Removing non-ascii characters from a string

E

Eps

Hi there,

I believe all strings in .net are unicode by default, I am looking for a
way to remove all non ascii characters from a string (or optionally
replace them).

There is an article on code project which kind of looks like it does
what I want but I can't help thinking it makes it more complex than it
needs to be.

I have looked at the msdn pages to do with Encodings but I am not very
familiar with this topic.

If I can get a list of ascii characters then it should be easy to write
a method that checks each char against the list and performs the replace
or remove operation if necessary. Yet I can't find anything exactly
like this with trusty old google, is there something I am missing ?.

If it helps the reason I need this is because I am writing a front end
for the lame command line mp3 encoder, it doesn't like being passed, or
asked to output to, file paths containing unicode characters.
 
A

Anthony Jones

Eps said:
Hi there,

I believe all strings in .net are unicode by default, I am looking for a
way to remove all non ascii characters from a string (or optionally
replace them).

There is an article on code project which kind of looks like it does
what I want but I can't help thinking it makes it more complex than it
needs to be.

I have looked at the msdn pages to do with Encodings but I am not very
familiar with this topic.

If I can get a list of ascii characters then it should be easy to write
a method that checks each char against the list and performs the replace
or remove operation if necessary.

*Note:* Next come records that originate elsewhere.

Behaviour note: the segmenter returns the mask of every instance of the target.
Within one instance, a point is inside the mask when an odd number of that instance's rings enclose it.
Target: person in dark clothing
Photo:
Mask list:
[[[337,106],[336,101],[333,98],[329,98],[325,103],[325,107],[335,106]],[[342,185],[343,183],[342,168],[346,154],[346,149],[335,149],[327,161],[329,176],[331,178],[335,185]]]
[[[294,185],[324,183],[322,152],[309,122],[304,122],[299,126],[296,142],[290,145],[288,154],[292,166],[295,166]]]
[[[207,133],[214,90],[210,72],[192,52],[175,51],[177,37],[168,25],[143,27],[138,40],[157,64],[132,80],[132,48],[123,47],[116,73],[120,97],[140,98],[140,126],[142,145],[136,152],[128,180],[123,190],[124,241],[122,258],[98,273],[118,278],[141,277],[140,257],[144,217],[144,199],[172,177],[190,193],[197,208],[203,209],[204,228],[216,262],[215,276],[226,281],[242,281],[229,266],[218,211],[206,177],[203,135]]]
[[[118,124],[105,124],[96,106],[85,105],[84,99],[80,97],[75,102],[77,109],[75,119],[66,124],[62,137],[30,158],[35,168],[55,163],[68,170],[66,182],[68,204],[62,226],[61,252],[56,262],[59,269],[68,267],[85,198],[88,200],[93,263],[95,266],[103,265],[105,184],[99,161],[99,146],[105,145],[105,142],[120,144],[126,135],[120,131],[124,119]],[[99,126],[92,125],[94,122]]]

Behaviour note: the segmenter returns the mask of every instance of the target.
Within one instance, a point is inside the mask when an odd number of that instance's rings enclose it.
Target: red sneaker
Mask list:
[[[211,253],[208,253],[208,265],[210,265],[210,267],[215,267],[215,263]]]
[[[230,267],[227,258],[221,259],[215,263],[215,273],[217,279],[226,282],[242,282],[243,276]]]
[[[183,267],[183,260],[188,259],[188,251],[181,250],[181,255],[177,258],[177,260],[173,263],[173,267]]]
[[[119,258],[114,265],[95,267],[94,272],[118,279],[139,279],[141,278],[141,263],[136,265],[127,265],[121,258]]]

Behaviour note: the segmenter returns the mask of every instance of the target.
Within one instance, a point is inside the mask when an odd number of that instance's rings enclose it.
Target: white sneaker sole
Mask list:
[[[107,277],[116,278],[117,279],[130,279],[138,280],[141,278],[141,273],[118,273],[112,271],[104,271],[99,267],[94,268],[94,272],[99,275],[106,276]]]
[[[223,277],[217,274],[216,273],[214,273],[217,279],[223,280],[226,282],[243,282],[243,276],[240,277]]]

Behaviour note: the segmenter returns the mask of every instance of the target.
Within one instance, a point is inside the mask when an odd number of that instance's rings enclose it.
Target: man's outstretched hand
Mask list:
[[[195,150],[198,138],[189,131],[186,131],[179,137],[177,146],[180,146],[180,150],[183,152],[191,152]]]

Yet I can't find anything exactly
like this with trusty old google, is there something I am missing ?.

If it helps the reason I need this is because I am writing a front end
for the lame command line mp3 encoder, it doesn't like being passed, or
asked to output to, file paths containing unicode characters.


Perhaps I'm missing something this code:-

byte[] asciiChars = Encoding.ASCII.GetBytes("AB £ CD");
string result = Encoding.ASCII.GetString(asciiChars);
Console.WriteLine(result);

creates the string:-

AB ? CD
 
E

Eps

Anthony said:
Perhaps I'm missing something this code:-

byte[] asciiChars = Encoding.ASCII.GetBytes("AB £ CD");
string result = Encoding.ASCII.GetString(asciiChars);
Console.WriteLine(result);

creates the string:-

AB ? CD

I have seen this code before, can anyone explain why the
Encoding.ASCII.GetString() method does not accept a string as a parameter ?.
 
P

Pavel Minaev

    byte[] asciiChars = Encoding.ASCII.GetBytes("AB £ CD");
    string result = Encoding.ASCII.GetString(asciiChars);
    Console.WriteLine(result);
creates the string:-

I have seen this code before, can anyone explain why the
Encoding.ASCII.GetString() method does not accept a string as a parameter?.

Because Encoding classes encode and decode CLR strings (which are
_always_ Unicode) to/from byte arrays in specified encoding, typically
for serialization or interop purposes. There's no such thing as a non-
Unicode System.String (well, you could treat a string as a plain array
of char, but any .NET function will still treat string as UTF-16).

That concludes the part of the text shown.